Jill: Shortly after arriving in Bed-Stuy, we set off on foot to the General Greene, a restaurant that Maya and the Carnivore had visited once before.
Maya: One of the three Ws in play right from the get-go. On our prior visit, we were impressed with the drinks and underwhelmed by the sandwiches; the breakfast items all sounded great, though, so we’d been talking about giving it another shot. This seemed as good a time as any.
Jill: I’ll say it first. The highlights of brunch at the General Greene were the drinks and the side dishes. These were, incidentally, the things that bumped up our bill.
Maya: The bloodys were some of the best I’ve ever had, I think. Maybe even better than my own, and I’m pretty proud of those.
Maya: During our previous visit, a guy at the next table had ordered the grilled steak skillet; when it arrived, I was practically drooling. I wanted to try it this time around, but fearing that a meat-and-potatoes breakfast would place some restrictions on our dinner plans, I held off once again and went with what sounded like a slightly lighter option: eggs with ranchero sauce and pinto beans, served in the same too-hot-to-touch skillet in which it was cooked and topped off with lime sour cream, cilantro, and salsa. It wasn’t half as good as I’d anticipated, unfortunately. The eggs were severely overdone, the beans were on the hard side, and a tough skin covered the entire dish. Though the kitchen should have known better, I blame the Carnivore and his burger-ordering habits.
Jill: The Carnivore allowed us to have a bite of his burger, which he had cooked to well-done. Someday, like indoor smoking, this will be outlawed in New York, but until then, I’ll say that they did a good job with the burger, despite his strange request.
Maya: I mean, really. No way this helped with the timing of our meal; who orders a burger well-done these days? (Yes, it was really good. And maybe I’m still just a tiny bit jealous.)
Jill: My sandwich, made up of egg, roasted portobellos and goat cheese was okay, but not incredible. It was conservative on the tomato jam, the sloppy tangy element designed to bring the whole thing together. This, however, was not a deal-breaker for me. Anything would be considered “okay” compared to what was to come.

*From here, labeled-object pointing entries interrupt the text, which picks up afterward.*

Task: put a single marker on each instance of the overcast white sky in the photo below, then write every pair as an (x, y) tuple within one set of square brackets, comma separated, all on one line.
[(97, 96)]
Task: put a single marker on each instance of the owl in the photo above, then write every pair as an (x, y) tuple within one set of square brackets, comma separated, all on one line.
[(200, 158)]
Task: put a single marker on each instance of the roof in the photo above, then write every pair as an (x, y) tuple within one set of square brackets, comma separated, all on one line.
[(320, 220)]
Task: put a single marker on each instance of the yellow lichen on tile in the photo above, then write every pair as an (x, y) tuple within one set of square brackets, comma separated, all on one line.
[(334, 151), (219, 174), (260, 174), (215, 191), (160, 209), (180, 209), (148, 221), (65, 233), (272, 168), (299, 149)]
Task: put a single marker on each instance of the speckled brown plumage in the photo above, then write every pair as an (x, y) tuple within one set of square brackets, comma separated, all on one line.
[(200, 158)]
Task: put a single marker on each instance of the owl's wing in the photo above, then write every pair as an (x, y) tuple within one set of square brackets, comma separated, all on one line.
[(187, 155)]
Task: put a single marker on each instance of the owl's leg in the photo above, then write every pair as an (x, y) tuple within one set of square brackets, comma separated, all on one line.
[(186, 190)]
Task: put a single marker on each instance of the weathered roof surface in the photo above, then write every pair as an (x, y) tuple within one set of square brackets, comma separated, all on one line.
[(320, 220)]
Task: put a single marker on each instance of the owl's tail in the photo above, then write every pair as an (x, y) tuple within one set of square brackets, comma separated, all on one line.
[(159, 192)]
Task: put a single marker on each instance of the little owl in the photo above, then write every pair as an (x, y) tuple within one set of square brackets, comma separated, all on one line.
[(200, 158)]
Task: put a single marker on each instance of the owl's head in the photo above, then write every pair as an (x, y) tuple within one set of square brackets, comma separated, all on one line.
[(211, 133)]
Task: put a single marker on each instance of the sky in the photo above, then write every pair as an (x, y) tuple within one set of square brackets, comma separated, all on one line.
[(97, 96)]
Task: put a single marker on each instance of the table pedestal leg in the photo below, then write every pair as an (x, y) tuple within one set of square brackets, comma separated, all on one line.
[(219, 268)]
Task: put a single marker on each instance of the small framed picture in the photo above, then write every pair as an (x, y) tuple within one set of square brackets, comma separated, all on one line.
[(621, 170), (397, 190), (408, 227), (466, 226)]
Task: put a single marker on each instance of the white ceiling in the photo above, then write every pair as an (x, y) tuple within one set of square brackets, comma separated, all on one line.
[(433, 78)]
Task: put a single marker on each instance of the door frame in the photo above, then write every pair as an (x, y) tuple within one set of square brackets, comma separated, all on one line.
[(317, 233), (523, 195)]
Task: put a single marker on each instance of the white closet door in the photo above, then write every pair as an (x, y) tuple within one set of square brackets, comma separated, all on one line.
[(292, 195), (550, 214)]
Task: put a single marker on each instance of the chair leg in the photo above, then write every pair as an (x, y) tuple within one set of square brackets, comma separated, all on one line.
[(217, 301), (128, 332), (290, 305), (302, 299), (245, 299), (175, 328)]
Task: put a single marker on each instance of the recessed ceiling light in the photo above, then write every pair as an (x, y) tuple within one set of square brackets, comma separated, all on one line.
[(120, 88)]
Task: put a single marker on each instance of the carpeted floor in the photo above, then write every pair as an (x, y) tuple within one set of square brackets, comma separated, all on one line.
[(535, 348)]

Maya: This was the same issue the Carnivore and I had had with our sandwiches during Round One. My smoked-trout melt was just so-so, and he judged his Cuban simply by saying, “They should’ve let the pig live.” Yours was pretty much par for the course, it would seem.
Jill: Oh sweet heaven, be still my heart, my life is changed, love at first sight. Candied bacon. Pork belly. Kissed with maple syrup. I want this every day.
Maya: So amazingly good, I found myself begrudging you guys your share. This particular swine didn’t die in vain.
Jill: My second favorite side dish was this bowl of cheddar grits. Simple and lovely and perfect for breakfast the next day.
Maya: I’ll vouch for the suitability of the leftovers—I managed to snag a small bite when you weren’t looking.
Maya: They couldn’t all be winners, sadly. The best part of this chorizo-potato hash (in keeping with our theme, apparently) was the sausage, and there wasn’t nearly enough of it to make up for the just-okay starchy spuds.
Jill: I shied away from this dish, if only because I knew that potatoes are unnecessary fillers on food benders.
Jill: An end-of-meal trip to the restrooms unveiled a surprise. Hidden in the back of the General Greene was a soon-to-open grocery store. When Maya and I travel, we visit two things: restaurants and grocery stores. Our inaugural meal together was a combination of both, and, if you ask me, a good starting point for the trip. It could only get better (and, luckily, it did).